Harper, based on The Moving Target by Ross MacDonald, screenplay by William Goldman, starring Paul Newman (Harper), Lauren Bacall (Mrs. Sampson), Julie Harris (Betty Fraley), Arthur Hill (Albert Graves), Janet Leigh (Susan Harper), Pamela Tiffin (Miranda Sampson) and Robert Wagner (Allan Taggart) (1966): The Ross MacDonald novel this film adapts first appeared in 1949 and starred MacDonald’s recurring private eye, Lew Archer. The film changes the PI’s name to Harper and updates the setting to the go-go sixties, but Newman still embodies the tarnished virtues of Archer/Harper. The movie also bounces a number of ideas and characters off noir classic The Big Sleep, making Harper play sometimes like the missing link between The Big Sleep and The Big Lebowski.

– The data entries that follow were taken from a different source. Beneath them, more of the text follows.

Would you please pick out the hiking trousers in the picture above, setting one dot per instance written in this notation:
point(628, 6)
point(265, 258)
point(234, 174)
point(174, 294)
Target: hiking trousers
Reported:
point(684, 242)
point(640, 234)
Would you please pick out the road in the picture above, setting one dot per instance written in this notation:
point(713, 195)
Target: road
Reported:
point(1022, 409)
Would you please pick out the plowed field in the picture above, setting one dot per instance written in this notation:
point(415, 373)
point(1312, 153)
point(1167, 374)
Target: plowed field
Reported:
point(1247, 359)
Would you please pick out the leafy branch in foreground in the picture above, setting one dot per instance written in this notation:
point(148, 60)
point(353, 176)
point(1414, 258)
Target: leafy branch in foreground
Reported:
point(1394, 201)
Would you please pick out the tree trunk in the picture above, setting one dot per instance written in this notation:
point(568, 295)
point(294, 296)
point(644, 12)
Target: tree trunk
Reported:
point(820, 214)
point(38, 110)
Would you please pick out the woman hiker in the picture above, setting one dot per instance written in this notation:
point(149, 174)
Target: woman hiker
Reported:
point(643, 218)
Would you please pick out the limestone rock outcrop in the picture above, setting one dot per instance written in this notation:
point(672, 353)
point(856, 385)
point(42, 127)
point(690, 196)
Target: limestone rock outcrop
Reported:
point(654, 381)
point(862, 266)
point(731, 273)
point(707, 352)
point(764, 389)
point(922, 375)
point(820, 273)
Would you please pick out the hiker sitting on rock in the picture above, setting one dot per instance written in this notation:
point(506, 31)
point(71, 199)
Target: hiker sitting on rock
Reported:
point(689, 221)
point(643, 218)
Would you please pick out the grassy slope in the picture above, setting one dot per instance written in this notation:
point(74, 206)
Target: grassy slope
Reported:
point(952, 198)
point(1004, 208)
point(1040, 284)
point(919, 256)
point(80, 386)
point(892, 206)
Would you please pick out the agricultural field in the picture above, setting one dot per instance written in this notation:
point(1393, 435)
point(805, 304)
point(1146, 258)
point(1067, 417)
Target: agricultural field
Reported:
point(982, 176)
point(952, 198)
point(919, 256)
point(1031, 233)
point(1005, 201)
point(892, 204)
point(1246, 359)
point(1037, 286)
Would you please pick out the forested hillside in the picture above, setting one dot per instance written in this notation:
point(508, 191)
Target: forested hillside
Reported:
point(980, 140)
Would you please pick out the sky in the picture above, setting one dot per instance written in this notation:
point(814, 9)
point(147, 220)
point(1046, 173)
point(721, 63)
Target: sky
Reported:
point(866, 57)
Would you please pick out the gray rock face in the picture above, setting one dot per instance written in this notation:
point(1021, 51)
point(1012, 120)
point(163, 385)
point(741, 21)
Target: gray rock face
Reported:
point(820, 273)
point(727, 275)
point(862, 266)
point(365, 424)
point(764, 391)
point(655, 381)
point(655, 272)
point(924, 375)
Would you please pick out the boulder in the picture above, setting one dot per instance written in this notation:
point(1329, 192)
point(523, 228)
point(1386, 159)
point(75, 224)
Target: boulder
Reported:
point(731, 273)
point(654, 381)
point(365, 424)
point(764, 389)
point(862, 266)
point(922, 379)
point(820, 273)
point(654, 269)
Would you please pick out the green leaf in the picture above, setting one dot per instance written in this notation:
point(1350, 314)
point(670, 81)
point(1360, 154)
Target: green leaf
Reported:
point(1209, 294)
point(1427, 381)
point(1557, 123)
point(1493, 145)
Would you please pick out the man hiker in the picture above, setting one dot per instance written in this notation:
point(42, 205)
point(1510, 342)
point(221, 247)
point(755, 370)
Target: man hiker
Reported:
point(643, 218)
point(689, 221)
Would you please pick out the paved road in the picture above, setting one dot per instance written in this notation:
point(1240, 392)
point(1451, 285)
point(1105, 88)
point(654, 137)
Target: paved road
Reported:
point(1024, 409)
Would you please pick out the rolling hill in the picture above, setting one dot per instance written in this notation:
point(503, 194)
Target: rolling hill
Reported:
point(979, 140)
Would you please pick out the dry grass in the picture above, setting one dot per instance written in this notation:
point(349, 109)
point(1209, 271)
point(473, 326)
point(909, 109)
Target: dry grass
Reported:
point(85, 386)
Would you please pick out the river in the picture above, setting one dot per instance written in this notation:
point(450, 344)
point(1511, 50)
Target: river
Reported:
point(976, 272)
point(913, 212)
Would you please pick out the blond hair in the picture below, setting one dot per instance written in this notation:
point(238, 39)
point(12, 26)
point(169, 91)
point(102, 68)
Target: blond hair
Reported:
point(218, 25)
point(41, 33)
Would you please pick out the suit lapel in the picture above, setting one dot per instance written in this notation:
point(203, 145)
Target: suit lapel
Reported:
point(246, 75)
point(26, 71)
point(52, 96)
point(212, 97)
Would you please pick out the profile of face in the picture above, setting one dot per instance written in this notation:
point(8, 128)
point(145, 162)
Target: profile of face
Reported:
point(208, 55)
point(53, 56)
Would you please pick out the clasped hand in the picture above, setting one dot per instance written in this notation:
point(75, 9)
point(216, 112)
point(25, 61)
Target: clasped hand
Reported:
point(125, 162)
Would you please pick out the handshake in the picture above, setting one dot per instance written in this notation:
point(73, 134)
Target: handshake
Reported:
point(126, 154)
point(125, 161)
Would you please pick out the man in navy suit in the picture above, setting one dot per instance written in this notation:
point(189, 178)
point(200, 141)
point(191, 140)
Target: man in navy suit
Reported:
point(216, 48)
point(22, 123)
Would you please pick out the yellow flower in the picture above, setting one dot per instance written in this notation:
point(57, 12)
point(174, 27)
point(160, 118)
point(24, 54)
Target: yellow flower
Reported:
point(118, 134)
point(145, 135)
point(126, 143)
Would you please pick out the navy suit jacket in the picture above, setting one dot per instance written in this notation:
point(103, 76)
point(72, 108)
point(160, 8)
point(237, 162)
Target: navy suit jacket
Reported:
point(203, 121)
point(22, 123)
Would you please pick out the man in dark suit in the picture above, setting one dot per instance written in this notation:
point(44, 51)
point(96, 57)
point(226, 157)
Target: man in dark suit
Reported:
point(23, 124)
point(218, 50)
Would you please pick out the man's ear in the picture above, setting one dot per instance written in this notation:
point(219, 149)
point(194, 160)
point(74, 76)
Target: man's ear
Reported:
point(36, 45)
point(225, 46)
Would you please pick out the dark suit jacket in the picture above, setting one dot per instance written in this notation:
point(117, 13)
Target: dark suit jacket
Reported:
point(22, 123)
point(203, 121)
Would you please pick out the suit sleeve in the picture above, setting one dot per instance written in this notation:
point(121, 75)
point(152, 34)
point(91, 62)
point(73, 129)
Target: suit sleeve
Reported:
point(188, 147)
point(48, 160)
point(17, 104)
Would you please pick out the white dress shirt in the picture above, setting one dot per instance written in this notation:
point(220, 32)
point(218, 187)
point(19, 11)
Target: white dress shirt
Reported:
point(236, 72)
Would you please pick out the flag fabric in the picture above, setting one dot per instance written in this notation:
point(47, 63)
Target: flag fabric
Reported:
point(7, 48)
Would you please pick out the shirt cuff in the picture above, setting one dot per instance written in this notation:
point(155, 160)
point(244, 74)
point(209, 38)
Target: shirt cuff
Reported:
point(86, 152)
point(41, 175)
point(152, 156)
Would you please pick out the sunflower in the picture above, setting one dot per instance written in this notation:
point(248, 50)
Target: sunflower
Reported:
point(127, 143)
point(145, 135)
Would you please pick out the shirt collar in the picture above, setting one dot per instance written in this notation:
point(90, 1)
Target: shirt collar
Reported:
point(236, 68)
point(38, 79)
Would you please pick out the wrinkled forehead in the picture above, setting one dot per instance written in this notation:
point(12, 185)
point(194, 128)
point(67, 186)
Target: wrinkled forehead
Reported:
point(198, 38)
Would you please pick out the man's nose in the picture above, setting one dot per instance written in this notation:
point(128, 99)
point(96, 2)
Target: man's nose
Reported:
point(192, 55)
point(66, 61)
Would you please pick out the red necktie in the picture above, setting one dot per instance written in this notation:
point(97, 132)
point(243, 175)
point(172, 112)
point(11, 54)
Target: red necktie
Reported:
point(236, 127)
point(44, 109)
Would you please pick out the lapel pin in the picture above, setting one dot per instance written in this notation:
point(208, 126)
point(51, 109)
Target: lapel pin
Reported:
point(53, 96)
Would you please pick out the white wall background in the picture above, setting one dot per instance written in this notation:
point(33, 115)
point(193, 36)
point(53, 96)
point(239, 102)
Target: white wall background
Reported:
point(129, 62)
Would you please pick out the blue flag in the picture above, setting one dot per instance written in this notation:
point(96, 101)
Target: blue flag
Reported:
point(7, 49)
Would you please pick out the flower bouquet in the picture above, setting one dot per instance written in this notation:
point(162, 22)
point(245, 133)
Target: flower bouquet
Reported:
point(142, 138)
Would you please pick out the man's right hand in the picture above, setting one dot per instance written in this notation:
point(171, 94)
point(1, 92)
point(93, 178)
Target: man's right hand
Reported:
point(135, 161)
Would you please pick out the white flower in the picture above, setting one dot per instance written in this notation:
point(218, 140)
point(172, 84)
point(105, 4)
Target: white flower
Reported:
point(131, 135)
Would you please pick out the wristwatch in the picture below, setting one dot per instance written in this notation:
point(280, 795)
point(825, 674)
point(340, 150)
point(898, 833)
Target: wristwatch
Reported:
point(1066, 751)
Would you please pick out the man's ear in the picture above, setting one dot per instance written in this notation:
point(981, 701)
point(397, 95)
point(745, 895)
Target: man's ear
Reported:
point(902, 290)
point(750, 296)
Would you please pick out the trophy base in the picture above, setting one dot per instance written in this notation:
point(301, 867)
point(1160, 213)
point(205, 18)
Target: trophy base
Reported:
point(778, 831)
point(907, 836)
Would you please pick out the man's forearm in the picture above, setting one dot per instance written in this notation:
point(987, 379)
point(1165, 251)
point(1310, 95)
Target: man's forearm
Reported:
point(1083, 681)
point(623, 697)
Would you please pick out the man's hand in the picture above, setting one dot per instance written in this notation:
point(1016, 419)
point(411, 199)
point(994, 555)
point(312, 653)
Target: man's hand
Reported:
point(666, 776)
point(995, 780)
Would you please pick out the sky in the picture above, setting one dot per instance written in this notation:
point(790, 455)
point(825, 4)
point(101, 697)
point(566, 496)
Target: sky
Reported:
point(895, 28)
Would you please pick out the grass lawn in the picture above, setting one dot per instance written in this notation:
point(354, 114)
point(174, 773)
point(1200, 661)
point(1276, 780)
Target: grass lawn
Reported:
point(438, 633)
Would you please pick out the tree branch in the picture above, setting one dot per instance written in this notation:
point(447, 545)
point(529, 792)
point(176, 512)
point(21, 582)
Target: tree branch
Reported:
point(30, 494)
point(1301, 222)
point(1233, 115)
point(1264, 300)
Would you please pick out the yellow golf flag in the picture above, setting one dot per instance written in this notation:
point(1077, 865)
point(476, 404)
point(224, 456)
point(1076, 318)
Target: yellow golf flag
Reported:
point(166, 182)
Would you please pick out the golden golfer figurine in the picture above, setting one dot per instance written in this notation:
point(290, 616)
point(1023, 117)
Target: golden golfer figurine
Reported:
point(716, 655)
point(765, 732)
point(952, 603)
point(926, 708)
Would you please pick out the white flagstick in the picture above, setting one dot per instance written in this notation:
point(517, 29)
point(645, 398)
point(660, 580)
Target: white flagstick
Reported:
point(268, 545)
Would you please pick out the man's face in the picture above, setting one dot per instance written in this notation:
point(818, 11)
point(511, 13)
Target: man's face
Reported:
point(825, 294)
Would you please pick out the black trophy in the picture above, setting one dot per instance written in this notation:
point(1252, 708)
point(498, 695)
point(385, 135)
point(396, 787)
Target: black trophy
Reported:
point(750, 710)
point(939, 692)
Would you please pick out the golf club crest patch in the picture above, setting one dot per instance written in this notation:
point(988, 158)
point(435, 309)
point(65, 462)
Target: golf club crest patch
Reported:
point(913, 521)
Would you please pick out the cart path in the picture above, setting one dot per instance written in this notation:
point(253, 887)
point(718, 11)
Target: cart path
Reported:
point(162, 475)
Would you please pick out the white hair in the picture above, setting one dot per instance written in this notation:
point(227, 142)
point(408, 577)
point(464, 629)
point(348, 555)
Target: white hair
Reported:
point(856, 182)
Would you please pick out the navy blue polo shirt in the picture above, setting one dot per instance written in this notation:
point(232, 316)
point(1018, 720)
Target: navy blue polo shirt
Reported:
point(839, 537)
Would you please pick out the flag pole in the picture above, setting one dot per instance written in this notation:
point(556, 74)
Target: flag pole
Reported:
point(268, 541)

Hired to find a missing millionaire, Harper soon finds himself neck-deep in weird California shenanigans, from aging starlets and wheelchair-bound misfits to cult leaders, cult financiers, and trafficking in illegal immigrants. Harper takes a lot of punishment along the way, and dishes some out, while trying to put the pieces of an increasingly bizarre mystery together.

William Goldman’s screenplay is sharp and funny, the sort of writing one doesn’t get a lot of from Hollywood any more. Harper, another wounded knight errant, really does take an astonishing amount of physical punishment — like Bogart in The Maltese Falcon, he takes so many blows to the head that he should probably start wearing a helmet.

A subplot involving Harper’s soon-to-be-ex-wife (Leigh) offers some character depth, though it could probably have been jettisoned to streamline things a bit more — in this sort of film, it’s the twisty plot and weird characters we want more of, not the domestic travails of the hero. Newman is charming as ever. Harper chews gum with such violence throughout that one one wonders if he’s quitting smoking — or if Newman was. Followed by an inferior sequel, The Drowning Pool. Recommended.